Given this, I wonder whether any increase in entropy (such as producing heat by means of electric power) causes the universe to expand?
 A: The wikipedia article about the holographic principle does not suggest, that this is well-accepted and founded theory :)  
The ideas seem to be somehow based on the concept of the Bekenstein-Hawking entropy for a black hole. This is supposed to be the entropy of a black hole from outside (according to the no-hair-theorem the black hole has only three numbers that describe it, so any information about the things that fall into it is lost, and simultaneously it is supposed to have a high entropy proportional to the area of the event horizon - modern physicists are crazy!).
In this case, to get back to your question, the event horizon is not influenced by anything happening inside the black hole (obviously, this would imply information getting outside).  
The argument against the radius of the universe depending on the events inside it is analogous: it was expanding with more than $c$ and is too far away to be affected by this. 
A: Well if I go in a simple way, it's all the interaction of matter with each other on both the quantum and large scale and the energy released in this process continually increases the entropy of the universe and thus expanding the cosmic horizon. But the major quantum fluctuations are very very very small i.e. something around $10^{-123}\,.$ Now scientists are wondering how these minute fluctuations result in the increase in the entropy. 
A: This is a very good question. But before I attempt to give you some of the details, the increase in the entropy is not what causes the universe to expand but is rather a consequence of the expanding universe. In fact, to understand why the entropy of the universe was so low before the inflationary epoch is an open question. Based on this question, I am assuming you are interested in de Sitter spacetimes. 

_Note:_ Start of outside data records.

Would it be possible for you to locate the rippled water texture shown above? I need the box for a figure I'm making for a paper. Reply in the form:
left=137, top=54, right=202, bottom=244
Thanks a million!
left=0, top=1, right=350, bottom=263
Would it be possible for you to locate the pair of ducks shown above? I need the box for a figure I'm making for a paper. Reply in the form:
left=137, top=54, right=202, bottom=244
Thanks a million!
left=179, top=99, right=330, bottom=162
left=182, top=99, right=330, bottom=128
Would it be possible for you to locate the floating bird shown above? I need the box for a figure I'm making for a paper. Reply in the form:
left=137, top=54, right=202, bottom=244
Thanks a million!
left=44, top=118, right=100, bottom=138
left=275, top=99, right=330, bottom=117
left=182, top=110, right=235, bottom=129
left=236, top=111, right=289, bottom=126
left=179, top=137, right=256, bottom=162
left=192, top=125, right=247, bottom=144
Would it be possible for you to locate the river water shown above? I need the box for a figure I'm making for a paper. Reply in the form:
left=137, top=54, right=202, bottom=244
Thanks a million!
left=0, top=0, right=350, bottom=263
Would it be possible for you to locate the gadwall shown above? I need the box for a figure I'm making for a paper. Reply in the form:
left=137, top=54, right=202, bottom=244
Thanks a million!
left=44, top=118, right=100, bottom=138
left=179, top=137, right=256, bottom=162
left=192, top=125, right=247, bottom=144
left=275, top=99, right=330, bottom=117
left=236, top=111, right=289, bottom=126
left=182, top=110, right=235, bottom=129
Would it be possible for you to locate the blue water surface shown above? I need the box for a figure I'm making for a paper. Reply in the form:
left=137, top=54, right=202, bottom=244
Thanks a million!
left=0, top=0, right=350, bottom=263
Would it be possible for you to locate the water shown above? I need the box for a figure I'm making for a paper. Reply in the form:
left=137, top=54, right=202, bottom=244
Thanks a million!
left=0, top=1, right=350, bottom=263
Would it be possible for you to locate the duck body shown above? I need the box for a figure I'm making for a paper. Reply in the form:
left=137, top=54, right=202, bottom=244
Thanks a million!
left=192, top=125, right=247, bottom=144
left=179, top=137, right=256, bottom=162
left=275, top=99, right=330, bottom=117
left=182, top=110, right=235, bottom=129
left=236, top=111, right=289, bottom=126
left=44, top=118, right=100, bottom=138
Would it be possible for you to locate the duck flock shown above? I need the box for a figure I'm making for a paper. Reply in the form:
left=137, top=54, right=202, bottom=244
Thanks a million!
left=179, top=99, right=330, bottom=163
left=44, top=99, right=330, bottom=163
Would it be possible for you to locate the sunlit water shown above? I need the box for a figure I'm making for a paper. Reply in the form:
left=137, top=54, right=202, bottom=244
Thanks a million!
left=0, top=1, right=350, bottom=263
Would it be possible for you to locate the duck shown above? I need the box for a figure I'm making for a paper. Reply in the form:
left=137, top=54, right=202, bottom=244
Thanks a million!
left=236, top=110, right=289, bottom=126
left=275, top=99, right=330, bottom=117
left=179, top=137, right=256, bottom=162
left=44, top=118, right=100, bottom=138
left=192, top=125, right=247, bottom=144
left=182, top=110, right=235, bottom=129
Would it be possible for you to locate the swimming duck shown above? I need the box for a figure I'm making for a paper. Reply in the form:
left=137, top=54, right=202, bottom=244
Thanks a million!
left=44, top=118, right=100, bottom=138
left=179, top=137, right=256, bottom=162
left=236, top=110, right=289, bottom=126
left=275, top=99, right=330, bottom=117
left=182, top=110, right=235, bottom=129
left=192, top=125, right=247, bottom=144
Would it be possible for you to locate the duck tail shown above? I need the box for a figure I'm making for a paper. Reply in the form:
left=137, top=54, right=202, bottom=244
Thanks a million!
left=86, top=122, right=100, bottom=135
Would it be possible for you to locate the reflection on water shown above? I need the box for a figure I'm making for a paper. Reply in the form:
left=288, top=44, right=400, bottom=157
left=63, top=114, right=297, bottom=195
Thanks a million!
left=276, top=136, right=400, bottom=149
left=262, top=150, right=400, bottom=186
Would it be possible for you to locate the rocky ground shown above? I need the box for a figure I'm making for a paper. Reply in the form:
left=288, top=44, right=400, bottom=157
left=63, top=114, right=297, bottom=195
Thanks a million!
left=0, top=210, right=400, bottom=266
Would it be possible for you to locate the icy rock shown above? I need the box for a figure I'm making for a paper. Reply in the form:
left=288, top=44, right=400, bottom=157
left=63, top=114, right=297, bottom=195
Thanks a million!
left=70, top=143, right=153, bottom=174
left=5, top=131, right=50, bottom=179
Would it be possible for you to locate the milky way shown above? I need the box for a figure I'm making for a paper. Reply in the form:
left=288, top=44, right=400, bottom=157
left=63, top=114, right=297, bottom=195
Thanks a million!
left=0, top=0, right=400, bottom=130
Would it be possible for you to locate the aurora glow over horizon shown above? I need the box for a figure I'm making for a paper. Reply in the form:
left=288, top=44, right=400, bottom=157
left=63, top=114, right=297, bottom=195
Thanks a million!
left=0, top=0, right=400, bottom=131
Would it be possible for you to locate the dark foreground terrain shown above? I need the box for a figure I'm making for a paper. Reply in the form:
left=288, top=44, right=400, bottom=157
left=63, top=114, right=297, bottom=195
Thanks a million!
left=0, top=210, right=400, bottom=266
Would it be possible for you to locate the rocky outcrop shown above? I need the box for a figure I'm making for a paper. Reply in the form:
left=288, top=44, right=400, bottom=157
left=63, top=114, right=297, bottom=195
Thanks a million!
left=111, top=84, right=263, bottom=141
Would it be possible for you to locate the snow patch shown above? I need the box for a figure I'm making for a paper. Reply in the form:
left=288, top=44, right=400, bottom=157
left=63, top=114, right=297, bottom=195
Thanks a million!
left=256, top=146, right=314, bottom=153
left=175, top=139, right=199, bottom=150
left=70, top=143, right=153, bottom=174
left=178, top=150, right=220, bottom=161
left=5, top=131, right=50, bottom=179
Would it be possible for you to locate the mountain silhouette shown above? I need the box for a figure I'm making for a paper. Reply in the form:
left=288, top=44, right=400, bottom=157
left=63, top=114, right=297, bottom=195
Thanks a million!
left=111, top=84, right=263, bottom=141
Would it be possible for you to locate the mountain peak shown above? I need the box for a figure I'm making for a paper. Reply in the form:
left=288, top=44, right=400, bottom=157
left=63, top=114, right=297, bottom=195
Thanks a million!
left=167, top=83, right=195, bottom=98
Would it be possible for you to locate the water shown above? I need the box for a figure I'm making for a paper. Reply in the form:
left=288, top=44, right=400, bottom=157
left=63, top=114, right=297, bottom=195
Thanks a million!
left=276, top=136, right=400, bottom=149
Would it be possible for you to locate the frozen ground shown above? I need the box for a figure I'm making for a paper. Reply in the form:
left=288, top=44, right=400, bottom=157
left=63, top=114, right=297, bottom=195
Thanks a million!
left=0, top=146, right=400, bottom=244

Unlike flat space and anti-de Sitter spacetimes, de Sitter is a bit more nontrivial to deal with. In trying to compute the entropy and other thermodynamic quantities like for black holes, we can proceed by computing the quantity $$\frac{dS}{dE} = \frac{1}{T}$$ which for de Sitter is $$\frac{dS_{dS}}{dE_{dS}} = \frac{1}{T_{dS}}.$$ Let us stick to the case of 2+1 dimensions for now. In the case of 2 + 1 dimensional de Sitter spacetime, we have no good understanding of the meaning of $E_{dS}$ because once we fix the cosmological constant value, unlike the case of Schwarzschild spacetimes, we do not get a family of metrics as the solutions but rather only one solution which indicates the presence of a cosmological singularity. 
So to get around this, we start with a Schwarzschild like object in $dS_3$
$$ds^2 = -(1- 8GE - r^2) dt^2 + (1- 8GE - r^2) ^{-1} dr^2 + r^2 d\phi^2 $$ where $1 - 8 G$  is the square of the radius of the de Sitter horizon or $r_H^2$. You can analytically continue this to the complex plane and compute the temperature via the periodicity of the Green's functions solution and you find that the entropy is $$T = \frac{\sqrt{1- 8GE}}{2\pi}.$$ Plug this back into the differential equation for the entropy and using the value of $r_H$, you find that the area is given by $S = \frac{A}{4G}$.
This is also achieved via a different method i.e. via the algebra of global diffeomorphisms in $dS_3$ similar to the Brown-Henneaux approach in which case you compute the central charge of the field theory that lives on the boundary and compute the entropy via the Cardy formula. See the paper by Balasumbramanian et. al. 
For a conjecture on higher dimensional de Sitter spacetimes, see this paper by Bousso. For proof of this bound in the classical and quantum limit see this paper and this paper too!
The holographic principle is a very broad and generic conjecture and its proof will take a lot more scientific effort. But maybe we're on the right track.